Moon rocks found in Antarctica include tiny amounts of gas that may have come from Earth

Plenty in the report :) I read an earlier review and pass along some notes I made on the report.


Reference paper, Indigenous noble gases in the Moon’s interior, https://www.science.org/doi/10.1126/sciadv.abl4920, 10-August-2022.

"Abstract The origin of volatiles in the Moon’s interior is debated. Scenarios range from inheritance through a Moon-forming disk or “synestia” to late accretion by meteorites or comets. Noble gases are excellent tracers of volatile origins. We report analyses of all noble gases in paired, unbrecciated lunar mare basalts and show that magmatic glasses therein contain indigenous noble gases including solar-type He and Ne. Assimilation of solar wind (SW)–bearing regolith by the basaltic melt or SW implantation into the basalts is excluded on the basis of the petrological context of the samples, as well as the lack of SW and “excess 40Ar” in the magmatic minerals. The absence of chondritic primordial He and Ne signatures excludes exogenous contamination. We thus conclude that the Moon inherited indigenous noble gases from Earth’s mantle by the Moon-forming impact and propose storage in the incompatible element-enriched (“KREEP”)"

My observations. There is plenty to chew on in this paper. The lunar magma ocean lasts *thousands to millions of years*, other reports 200 million years after the giant impact. The six samples were considered blasted off the Moon and took 35,000 years in space to reach Earth. The ages were about 3 x 10^9 years old. However, the cosmic ray exposure ages range about 63 to 64 million years old. See "Cosmic ray exposure and source-crater pairing", "The minimum average shielding depth and respective production rates (Supplementary Text) yield a minimum cosmic ray exposure (CRE) age of 63 ± 9 million years (Ma) based on 126Xecos and 64 ± 5 Ma based on 78Krcos and, accordingly, higher ages at larger depths (table S11). In any case, the similar CRE ages of all LAP basalts reveal that they experienced the same exposure history. Given their magmatic age of ~3 Ga [e.g., (22)], the LAP basalts were mostly shielded from cosmic rays [depth > 5 m (35)] in agreement with their origin from a depth of ~10 m within a lava flow proposed in (25).

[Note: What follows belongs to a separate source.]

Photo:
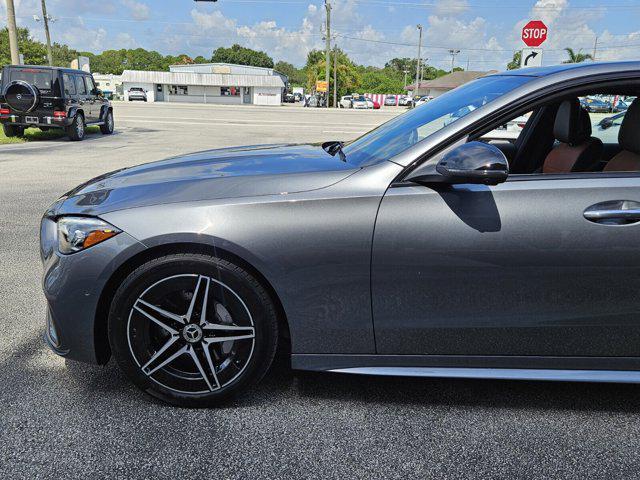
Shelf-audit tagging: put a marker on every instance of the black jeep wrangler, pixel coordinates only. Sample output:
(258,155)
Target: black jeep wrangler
(51,97)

The basalts originated from the same shielding depth within a lava flow and were ejected as one rock by the same launching impact (source-crater pairing)."…"

My note. I found 8 references to *synestia* used in the report. As the paper states to explain noble gas in the Moons interior, "Incorporation of the solar-type noble gases into the Moon We envision two scenarios that could account for the presence of solar-type noble gases in the Moon’s interior. In the first scenario, the LMO that solidified up to a few millions of years after the Moon-forming event (18) could provide a time window for mixing impactor material into the lunar mantle…"In the second scenario, the Moon accreted from a circumterrestrial debris disk or synestia, which contained terrestrial mantle and possibly impactor material ejected by the giant impact (1–5)."

So, six meteorite samples are said to be blasted off the Moon and show support for the giant impact model now. The ages for the samples are said to be about 3 Gyr while CRE ages much younger about 63 to 64 Myr while travel time to Earth about 35,000 years. The space.com report states, "One version of the giant impact theory proposes that a protoplanet called Theia smashed into Earth around 4.5 billion years ago, about 60 million years after the Earth itself formed."

Some reports I have on the giant impact date the impact with Theia to about 4.45 or 4.43 Gyr, some 100 Myr after the Earth is said to form in the protoplanetary disc. The Moon's magma ocean could cool for another 200 Myr after the giant impact. The origin of Theia and its exact location in the protoplanetary disc relative to the early, proto-Earth position in the disc before the giant impact must be worked out in detail too. So too the spin rates of both bodies, the Earth-Moon angular momentum problem.